Tuesday, June 06, 2006

DEVELOPING STORY

MANDERA,KENYA mailto: dalahow2@yahoo.com

After watching thousands of their livestock die of hunger and thirst, pastoralists in Kenya's drought-stricken northeastern Mandera district now share their own meagre food rations with animals in a desperate effort to save a few.


"We share the same food with the cows," Sheikha Shuaib, a 38-year-old mother of 10 said on Tuesday as she boiled maize in a large aluminium container at Damasa village, 130 km south of Mandera town. Once ready, the bland meal would be shared between Shuaib's children and five calves whose mothers died in the drought.

"The situation is getting out of hand. The relief food we are getting is not enough," said Mahmud Mohammed Osman, the local chief of Damasa.
While Damasa's entire population of about 5,700 people are in need of food aid, only 60 percent had received rations during the past two months, he said.

The parched fields around Damasa are littered with carcasses of cattle, goats, sheep and even camels, the most drought-resistant animals in the Horn of Africa region.

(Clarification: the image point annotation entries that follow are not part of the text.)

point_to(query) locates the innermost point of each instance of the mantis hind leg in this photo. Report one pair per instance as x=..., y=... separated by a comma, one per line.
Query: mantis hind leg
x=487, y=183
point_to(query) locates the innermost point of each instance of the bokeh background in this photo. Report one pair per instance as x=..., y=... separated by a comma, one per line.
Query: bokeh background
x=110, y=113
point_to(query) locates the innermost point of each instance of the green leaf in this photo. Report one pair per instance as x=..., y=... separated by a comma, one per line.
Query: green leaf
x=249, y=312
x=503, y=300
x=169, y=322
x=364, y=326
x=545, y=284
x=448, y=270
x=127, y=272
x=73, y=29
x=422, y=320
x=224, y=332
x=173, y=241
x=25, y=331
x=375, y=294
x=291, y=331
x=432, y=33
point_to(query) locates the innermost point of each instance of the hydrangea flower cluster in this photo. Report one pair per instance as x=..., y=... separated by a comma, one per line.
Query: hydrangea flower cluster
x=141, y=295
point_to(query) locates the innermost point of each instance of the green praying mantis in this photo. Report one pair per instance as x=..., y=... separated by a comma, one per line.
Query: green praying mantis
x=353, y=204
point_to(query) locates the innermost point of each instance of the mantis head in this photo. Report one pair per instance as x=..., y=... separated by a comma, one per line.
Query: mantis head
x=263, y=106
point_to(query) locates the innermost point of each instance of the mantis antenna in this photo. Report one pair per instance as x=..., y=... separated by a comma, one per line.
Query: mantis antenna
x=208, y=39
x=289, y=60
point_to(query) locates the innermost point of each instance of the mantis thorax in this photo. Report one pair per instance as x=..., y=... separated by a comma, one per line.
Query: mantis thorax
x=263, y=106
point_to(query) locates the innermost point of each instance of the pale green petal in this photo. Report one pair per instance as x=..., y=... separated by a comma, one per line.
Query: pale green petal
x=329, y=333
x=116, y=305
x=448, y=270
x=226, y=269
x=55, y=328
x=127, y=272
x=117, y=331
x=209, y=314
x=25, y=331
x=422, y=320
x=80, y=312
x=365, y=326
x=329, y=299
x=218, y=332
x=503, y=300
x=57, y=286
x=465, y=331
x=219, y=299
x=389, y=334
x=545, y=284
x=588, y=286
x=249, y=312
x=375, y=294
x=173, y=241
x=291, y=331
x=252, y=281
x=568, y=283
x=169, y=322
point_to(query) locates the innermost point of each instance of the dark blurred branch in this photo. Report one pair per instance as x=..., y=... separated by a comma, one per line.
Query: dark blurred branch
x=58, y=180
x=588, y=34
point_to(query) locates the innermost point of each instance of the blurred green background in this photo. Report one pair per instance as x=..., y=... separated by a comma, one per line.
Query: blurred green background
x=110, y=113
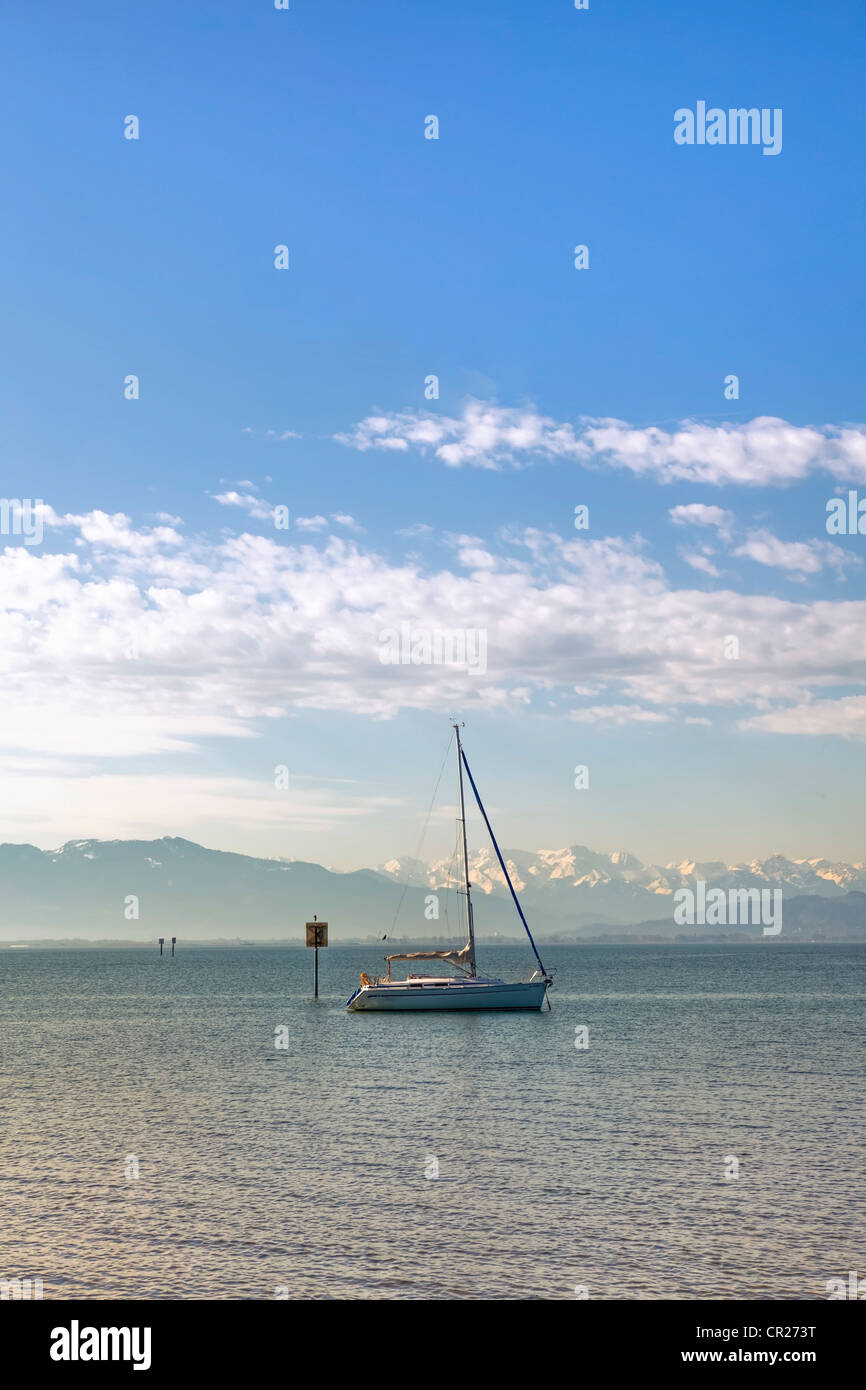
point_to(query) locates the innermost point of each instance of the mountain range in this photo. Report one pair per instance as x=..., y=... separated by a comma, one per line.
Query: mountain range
x=136, y=890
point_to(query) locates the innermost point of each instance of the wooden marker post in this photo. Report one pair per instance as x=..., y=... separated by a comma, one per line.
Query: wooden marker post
x=317, y=936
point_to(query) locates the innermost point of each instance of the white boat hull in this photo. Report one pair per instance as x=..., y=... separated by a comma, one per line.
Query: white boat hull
x=474, y=994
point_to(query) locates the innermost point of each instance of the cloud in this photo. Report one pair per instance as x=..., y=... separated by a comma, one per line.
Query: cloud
x=836, y=717
x=114, y=531
x=111, y=653
x=270, y=434
x=762, y=452
x=257, y=508
x=699, y=560
x=120, y=805
x=485, y=435
x=695, y=513
x=798, y=556
x=414, y=530
x=617, y=715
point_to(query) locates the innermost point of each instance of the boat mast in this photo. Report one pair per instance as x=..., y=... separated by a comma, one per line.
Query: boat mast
x=470, y=925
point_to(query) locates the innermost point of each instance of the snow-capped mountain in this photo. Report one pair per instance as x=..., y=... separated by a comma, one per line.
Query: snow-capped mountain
x=583, y=884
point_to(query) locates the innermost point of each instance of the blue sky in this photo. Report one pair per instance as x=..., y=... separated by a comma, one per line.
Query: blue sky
x=407, y=257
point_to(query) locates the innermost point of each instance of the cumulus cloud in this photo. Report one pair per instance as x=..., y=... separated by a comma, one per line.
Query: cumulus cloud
x=104, y=656
x=617, y=715
x=701, y=560
x=762, y=452
x=257, y=508
x=695, y=513
x=829, y=717
x=798, y=556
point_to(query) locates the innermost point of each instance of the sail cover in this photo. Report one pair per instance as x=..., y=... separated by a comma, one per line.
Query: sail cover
x=463, y=957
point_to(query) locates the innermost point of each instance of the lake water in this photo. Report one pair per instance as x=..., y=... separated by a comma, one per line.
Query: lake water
x=303, y=1168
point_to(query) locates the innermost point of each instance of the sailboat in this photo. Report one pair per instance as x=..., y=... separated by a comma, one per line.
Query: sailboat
x=469, y=988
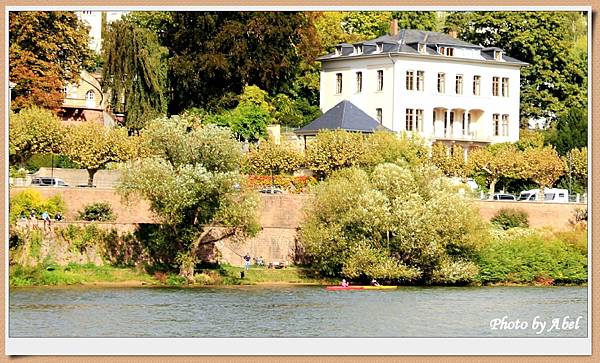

"Forget about the animals. They are going to die. What will become of the people?" remarked Barrey Ali, a 45-year-old mother of eight.
"Last week, I received a ration of 5 kg of maize and 5 kg of rice. I redistributed 5 kg of the food to relatives and neighbours who had got nothing. The food that remained lasted three days," said Barrey, who has taken to hawking tea in the local market to feed her family.

She complained that meagre food rations were straining relationships between people because those who were not on the ration dole thought that those who were lucky enough to receive some food should share it.

"The government needs to increase the food aid. Currently it is just like scattering a few grains among many chickens," she said.

Sahal Mohammed, an official with the Emergency Pastoralist Assistance Group, a nongovernmental organisation that is distributing food in the area, said the targeted population in Damasa had increased recently.

"The problem is that everybody is in need, but only 60 percent are targeted for distribution, as per a decision taken by the Kenya Food Security Group, which conducted a survey here in January," he said.

"The estimates at the time of planning were based on the 1999 census, yet the numbers have changed. Many more people have become vulnerable."

BEG FOR WATER

Along Mandera's dusty roads, desperate women and children flag down motorists to beg for water. Some NGO'S are delivering some water using tanks, but it is inadequate.

At times it is too late for livestock.
Last week, when a tanker delivered water to people and livestock at Jabi Bar village in central Mandera after a 10-day interval, 375 goats belonging to 24 families died in one day, apparently because they drank too much water.

"They [the goats] had been weakened by hunger and thirst. They overdrank and started collapsing one by one," said Hussein Mohammed, a herder who lost several goats.
Rotting carcasses lay scattered where the animals fell.

"People are running around trying to look for water. Food aid is absolutely necessary, so is water," said Kelly Delaney, a senior nutritionist nurse at a therapeutic feeding centre in Mandera District Hospital.

Fifty babies and toddlers at various stages of malnutrition and hunger-related illness were admitted at the centre, which is run by Action Against Hunger.

Last week, the United Nations special humanitarian envoy for the Horn of Africa, Kjell Magne Bondevik, warned that many people in the drought-hit region could die unless donors released funds quickly.

On 8 February, the Kenyan government, UN agencies and NGOs appealed for US $245 million to help an estimated 3.5 million people, including 500,000 children who are in need of urgent humanitarian assistance in 25 districts.

Speaking during the launch of the appeal in the Kenyan capital of Nairobi, John Munyes, the minister of state for special programmes, said the districts hardest-hit by the drought were in the arid and semi-arid northern, northeastern and eastern regions.

According to the UN World Food Programme, the situation resulted from the failure of the October-December 2005 short rains in the north and very erratic and patchy rains in the east. The impact was compounded because people had lost their ability to cope after years of drought in some regions.